Viral-vector-based gene therapies are finally a reality. The FDA has approved twelve gene therapies, with over 25 viral-vector therapeutics in late-stage development and nearly 150 in Phase II trials. Adeno-associated virus (AAV) has emerged as the primary vector for therapeutic gene delivery.

Despite rapid progress, significant challenges still exist in viral vector production. One such challenge is effective separation of full and empty capsids. Optimization of this step is challenging and critical to achieving good yields.

UV photometers have been used for decades to detect protein in post-column elution streams to automate product pooling and maximize yields. First-generation UV sensors utilized mercury lamps with broad emission spectrums, relying on narrow bandwidth optical filters to select wavelengths of interest (typically 280 nm for proteins). Capsids are essentially protein shells, so the 280 nm wavelength works well for capsid detection. Unfortunately, with a simple A280 measurement, there is no way to differentiate between empty and full capsids. DNA has an absorption peak at 260 nm, so while A280 measurement will represent total capsids (both full and empty), the A260 measurement will be proportional only to full capsids. As illustrated in Figure 1, the ratio of A260 / A280 provides a simple means of determining if your elution peaks are primarily empty or full capsids.


Figure 1: A260/ A280 ratio for empty-full capsid separation. (source: Cytiva Life Sciences)

It is possible to utilize legacy UV sensor technology for this measurement, but traditional mercury lamps present challenges. Mercury vapor lamps have limited output at 260 nm, the absorption peak for nucleic acid (see Figure 2). Mercury lamps have a strong emission line at 254 nm which can be used to monitor nucleic acid concentration (slightly off the 260 nm peak), but the A254 results will differ slightly from the A260 measurement (typically only an issue when trying to align values during scale-up or process transfer).

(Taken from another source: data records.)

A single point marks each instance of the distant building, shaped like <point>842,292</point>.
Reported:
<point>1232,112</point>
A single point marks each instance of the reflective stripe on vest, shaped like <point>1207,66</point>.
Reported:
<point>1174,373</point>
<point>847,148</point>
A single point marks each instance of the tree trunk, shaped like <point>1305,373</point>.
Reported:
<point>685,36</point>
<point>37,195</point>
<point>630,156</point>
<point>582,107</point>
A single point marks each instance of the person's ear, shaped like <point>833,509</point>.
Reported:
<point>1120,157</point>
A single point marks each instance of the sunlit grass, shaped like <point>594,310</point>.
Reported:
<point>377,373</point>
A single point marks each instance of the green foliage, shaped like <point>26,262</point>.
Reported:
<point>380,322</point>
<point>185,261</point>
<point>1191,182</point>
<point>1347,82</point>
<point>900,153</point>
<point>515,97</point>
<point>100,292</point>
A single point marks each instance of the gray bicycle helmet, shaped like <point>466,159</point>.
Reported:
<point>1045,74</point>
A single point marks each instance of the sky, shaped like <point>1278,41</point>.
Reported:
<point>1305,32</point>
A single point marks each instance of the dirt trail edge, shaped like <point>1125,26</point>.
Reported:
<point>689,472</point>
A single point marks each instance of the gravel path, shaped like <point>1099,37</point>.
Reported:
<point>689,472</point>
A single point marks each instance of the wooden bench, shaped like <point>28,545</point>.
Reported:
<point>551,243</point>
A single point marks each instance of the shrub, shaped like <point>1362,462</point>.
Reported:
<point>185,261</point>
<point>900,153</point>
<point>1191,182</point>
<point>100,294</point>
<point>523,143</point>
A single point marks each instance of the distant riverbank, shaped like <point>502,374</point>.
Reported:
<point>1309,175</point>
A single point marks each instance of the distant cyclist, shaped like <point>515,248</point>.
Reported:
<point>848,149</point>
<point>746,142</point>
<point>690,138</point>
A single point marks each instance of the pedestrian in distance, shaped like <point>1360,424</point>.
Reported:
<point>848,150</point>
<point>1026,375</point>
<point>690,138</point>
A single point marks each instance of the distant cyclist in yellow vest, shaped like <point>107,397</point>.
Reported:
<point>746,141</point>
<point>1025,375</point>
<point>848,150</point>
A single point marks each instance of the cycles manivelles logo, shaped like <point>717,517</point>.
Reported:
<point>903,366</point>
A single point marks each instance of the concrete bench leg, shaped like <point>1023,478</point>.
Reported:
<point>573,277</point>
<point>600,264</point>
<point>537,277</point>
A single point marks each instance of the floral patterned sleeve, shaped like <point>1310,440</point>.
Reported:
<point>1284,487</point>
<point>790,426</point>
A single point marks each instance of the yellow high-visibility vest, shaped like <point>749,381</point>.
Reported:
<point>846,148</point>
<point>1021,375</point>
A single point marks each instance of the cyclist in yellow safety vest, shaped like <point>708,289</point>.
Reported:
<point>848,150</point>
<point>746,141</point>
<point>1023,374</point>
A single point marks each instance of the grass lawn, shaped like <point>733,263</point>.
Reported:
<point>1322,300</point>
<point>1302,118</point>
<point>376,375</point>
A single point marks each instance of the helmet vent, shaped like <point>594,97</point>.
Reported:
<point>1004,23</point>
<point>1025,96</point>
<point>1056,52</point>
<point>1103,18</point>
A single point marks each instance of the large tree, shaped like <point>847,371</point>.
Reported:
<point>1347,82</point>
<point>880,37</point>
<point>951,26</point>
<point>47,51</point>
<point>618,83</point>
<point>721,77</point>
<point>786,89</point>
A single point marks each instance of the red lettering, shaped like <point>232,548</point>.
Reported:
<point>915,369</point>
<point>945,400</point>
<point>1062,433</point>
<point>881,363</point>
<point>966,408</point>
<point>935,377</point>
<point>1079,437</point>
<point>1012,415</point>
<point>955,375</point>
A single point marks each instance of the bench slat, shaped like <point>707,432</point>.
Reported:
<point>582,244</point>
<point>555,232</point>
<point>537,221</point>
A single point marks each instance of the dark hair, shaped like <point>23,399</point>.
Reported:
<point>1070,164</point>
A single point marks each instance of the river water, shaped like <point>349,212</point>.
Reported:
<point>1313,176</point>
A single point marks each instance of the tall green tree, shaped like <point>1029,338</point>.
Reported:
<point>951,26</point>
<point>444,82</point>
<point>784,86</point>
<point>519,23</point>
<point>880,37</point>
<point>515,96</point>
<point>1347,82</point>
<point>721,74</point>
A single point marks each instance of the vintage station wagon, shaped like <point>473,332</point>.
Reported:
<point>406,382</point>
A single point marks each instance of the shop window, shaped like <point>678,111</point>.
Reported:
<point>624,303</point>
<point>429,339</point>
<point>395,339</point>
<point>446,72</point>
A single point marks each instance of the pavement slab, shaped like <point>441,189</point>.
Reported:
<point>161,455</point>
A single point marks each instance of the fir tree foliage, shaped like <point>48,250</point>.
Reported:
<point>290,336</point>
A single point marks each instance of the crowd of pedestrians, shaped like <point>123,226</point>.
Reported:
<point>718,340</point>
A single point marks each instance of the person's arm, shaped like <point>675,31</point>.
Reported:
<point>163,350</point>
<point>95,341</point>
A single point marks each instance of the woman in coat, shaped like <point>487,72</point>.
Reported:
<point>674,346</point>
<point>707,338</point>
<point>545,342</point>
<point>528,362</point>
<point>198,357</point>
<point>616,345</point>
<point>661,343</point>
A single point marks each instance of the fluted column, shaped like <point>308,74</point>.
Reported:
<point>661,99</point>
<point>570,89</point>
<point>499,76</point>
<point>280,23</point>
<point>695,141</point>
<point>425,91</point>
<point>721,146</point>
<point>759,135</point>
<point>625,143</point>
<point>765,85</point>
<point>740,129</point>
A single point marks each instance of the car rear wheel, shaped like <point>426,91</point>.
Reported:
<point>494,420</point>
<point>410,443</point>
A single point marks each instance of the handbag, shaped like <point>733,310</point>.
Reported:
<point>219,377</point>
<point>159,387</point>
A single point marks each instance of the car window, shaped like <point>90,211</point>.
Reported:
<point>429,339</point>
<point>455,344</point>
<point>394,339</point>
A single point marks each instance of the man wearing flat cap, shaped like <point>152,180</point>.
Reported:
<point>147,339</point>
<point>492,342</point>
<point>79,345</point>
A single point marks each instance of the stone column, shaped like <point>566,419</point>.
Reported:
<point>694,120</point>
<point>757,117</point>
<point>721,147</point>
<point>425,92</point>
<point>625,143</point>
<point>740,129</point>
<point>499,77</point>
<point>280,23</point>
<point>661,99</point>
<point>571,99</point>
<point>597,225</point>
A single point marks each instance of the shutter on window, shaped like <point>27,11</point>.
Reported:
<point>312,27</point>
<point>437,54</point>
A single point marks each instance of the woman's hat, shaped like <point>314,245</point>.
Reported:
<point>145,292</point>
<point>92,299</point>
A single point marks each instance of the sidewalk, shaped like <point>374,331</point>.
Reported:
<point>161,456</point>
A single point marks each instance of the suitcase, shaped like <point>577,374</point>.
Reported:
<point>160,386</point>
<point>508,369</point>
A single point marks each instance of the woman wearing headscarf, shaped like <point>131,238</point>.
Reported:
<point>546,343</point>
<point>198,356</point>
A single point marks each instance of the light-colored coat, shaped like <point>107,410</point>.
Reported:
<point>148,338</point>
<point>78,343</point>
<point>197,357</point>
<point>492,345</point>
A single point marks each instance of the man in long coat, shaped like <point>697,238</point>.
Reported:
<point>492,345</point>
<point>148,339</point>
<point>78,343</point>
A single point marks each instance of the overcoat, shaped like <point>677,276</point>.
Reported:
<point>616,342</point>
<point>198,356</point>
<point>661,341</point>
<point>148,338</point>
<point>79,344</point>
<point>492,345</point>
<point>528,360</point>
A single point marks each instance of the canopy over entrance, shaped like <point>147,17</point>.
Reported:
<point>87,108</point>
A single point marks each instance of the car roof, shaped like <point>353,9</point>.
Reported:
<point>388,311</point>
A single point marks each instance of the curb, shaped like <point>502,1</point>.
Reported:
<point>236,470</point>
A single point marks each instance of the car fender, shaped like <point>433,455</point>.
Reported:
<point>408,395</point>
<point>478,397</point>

Figure 2: Typical mercury vapor lamp emission vs. protein and nucleic acid absorption curves

A second challenge with mercury vapor UV lamps is that high-intensity UV light has the potential to damage proteins and nucleic acids. UV light breaks down certain chemical bonds in RNA, DNA and proteins. As shown in Figure 2, the highest intensity output for mercury vapor lamps is outside the wavelengths of interest for monitoring proteins and nucleic acids. Legacy dual-channel UV sensors (see Figure 3) expose the process to full-spectrum, high-intensity UV light with narrow bandwidth filters on the detector side to block UV light outside the wavelength(s) of interest. Only a small percentage of the UV light that passes through the process is utilized in the measurement. This is primarily a concern in low-flow situations which subject the process to longer exposure times.


Figure 3: Traditional dual-wavelength UV sensor with mercury lamp

UV LEDs are now widely available and have started to replace mercury lamps. Their compact size, lower power consumption, longer lifespan and instant on/off capability make them ideal for inline spectrometry. Narrow-bandwidth LEDs centered at or near the wavelength of interest address the major challenges of legacy UV filter photometers. Proper LED selection provides strong output at the wavelengths of interest, ensuring excellent signal strength while limiting process exposure to extraneous UV emissions.


Figure 4: Dual-channel LED emission vs. protein and nucleic acid absorption curves

Viral vector production presents new challenges at every process step, including effective empty/full capsid separation. The industry has rapidly developed a new tool kit of enhanced resins, new matrices and new methods to optimize these processes. UV-LED based in-line photometers puts another tool in the hands of process scientists working to address these challenges.